There are real loads, and there are fictitious burdens. There are some things which a man ought no more refuse to bear than a ship should refuse to carry its freight. He was made to carry just such burdens. It is unmanly to strive to shirk them. But, sometimes, people take on themselves that which there is no need for them to bear: and then they make great complaints against fate, or God, or whatsoever or whomsoever they suppose to be at the head of universal affairs.
Their contiguity exposes them to the suspicion of being contradictory. In one breath the Apostle teaches us to bear one another's burdens, and in the next breath tells us that every man shall bear his own burden.
There are two things to be noticed here. One is, that whereas we have the same English word in both sentences, in the Greek there are two different words. In the first quotation the word translated "burden" means that which tires; in the second, it means that which loads. Whatever makes a man grow weaker and weaker is the first kind of burden. Whatever is needful to carry—such as a soldier's kit, or a ship's freight—it is the meaning of the second kind of burden.
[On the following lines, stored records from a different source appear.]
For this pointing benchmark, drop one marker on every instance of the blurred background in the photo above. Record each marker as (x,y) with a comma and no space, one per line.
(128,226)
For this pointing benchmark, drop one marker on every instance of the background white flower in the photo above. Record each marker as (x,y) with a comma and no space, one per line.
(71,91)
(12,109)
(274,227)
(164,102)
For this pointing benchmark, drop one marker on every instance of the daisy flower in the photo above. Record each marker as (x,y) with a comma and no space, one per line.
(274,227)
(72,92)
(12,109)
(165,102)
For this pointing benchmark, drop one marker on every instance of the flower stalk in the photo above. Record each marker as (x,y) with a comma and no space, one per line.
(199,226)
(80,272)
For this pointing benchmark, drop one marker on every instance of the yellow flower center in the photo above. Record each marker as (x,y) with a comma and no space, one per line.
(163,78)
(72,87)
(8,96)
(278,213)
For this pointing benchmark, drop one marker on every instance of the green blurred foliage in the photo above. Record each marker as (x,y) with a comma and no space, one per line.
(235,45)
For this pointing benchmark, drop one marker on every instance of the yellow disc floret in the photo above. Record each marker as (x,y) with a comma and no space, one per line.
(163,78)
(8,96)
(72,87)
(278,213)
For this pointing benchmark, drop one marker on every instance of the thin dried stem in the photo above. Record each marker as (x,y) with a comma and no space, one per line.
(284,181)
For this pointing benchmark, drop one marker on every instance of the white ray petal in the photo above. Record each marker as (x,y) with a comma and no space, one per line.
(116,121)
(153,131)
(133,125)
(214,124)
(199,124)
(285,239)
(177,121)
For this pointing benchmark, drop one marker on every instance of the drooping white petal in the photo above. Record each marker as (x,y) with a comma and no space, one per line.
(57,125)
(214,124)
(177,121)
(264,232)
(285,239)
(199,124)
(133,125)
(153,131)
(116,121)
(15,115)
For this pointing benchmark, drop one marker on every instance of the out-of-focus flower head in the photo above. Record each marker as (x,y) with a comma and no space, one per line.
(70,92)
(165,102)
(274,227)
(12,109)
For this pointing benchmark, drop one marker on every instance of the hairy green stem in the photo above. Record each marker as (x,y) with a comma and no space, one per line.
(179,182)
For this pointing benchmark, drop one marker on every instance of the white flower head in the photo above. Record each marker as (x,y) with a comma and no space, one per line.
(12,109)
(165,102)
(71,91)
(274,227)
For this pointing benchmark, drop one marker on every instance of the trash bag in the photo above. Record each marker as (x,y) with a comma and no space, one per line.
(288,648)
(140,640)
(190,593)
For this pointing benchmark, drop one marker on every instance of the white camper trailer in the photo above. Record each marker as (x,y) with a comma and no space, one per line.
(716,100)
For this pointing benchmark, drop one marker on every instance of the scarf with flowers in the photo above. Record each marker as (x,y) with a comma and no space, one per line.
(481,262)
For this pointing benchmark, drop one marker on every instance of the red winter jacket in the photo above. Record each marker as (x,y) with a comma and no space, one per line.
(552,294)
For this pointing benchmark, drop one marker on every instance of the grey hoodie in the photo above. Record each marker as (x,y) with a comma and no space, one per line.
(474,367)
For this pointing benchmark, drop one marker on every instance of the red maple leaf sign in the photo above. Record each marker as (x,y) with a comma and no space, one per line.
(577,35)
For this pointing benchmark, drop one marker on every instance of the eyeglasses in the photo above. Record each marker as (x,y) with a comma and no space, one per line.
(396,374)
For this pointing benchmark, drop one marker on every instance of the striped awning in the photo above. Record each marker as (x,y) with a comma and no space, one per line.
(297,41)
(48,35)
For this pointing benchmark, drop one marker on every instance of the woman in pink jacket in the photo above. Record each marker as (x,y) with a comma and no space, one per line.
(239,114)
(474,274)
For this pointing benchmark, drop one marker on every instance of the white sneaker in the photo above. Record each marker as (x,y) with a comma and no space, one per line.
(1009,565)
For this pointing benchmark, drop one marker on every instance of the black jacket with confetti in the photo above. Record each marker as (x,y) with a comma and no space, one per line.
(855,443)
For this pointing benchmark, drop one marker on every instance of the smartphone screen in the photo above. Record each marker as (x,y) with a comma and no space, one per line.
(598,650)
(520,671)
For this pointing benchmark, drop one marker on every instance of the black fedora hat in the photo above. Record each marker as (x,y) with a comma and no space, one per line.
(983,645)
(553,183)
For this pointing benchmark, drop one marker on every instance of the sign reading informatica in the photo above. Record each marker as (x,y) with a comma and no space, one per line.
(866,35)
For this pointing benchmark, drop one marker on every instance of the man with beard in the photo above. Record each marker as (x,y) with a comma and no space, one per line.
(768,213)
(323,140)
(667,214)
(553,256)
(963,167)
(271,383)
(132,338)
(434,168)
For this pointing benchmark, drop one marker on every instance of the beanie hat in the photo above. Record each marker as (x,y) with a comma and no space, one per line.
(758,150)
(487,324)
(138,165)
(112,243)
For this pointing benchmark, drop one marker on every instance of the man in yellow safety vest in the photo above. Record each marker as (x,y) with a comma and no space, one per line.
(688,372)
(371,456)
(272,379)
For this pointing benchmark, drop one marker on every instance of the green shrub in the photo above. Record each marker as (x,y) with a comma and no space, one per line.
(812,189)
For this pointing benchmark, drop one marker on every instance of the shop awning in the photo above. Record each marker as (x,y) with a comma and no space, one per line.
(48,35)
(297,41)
Moreover, we are to consider the occasion of the employment of these phrases. A Christian man is overtaken in a fault, through some infirmity of character or temperament. He is not to be thrown away, therefore, any more than a brave soldier who has not the strength to carry his heavy knapsack and gun must be thrown out of the ranks, simply because, for the reason, he is too weak to bear his burden. His comrades must come up and restore such a one, in the spirit of meekness; for that comrade, spiritual as he is, and strong now, may sometime hereafter become tired, by either an increase of what he was carrying, or a decrease of his strength. Now the stronger comrade must assist the infirmities of the weaker comrade, and so fulfill the law of Christ.
Those who are spiritual ought to be considering their Christian brethren all around them, to see how they can help the weak; but every Christian man ought, as far as possible, to bear his own burdens and discharge his own duties so as to throw nothing on his brother. The burden ought to be sought by the stronger; it ought not to be shirked by the weaker. If there be burdens which I cannot bear, and have no neighbor to assist me, then I have a comfort which is afforded me in Psalm 55:22.—Dr. C. F. Deems.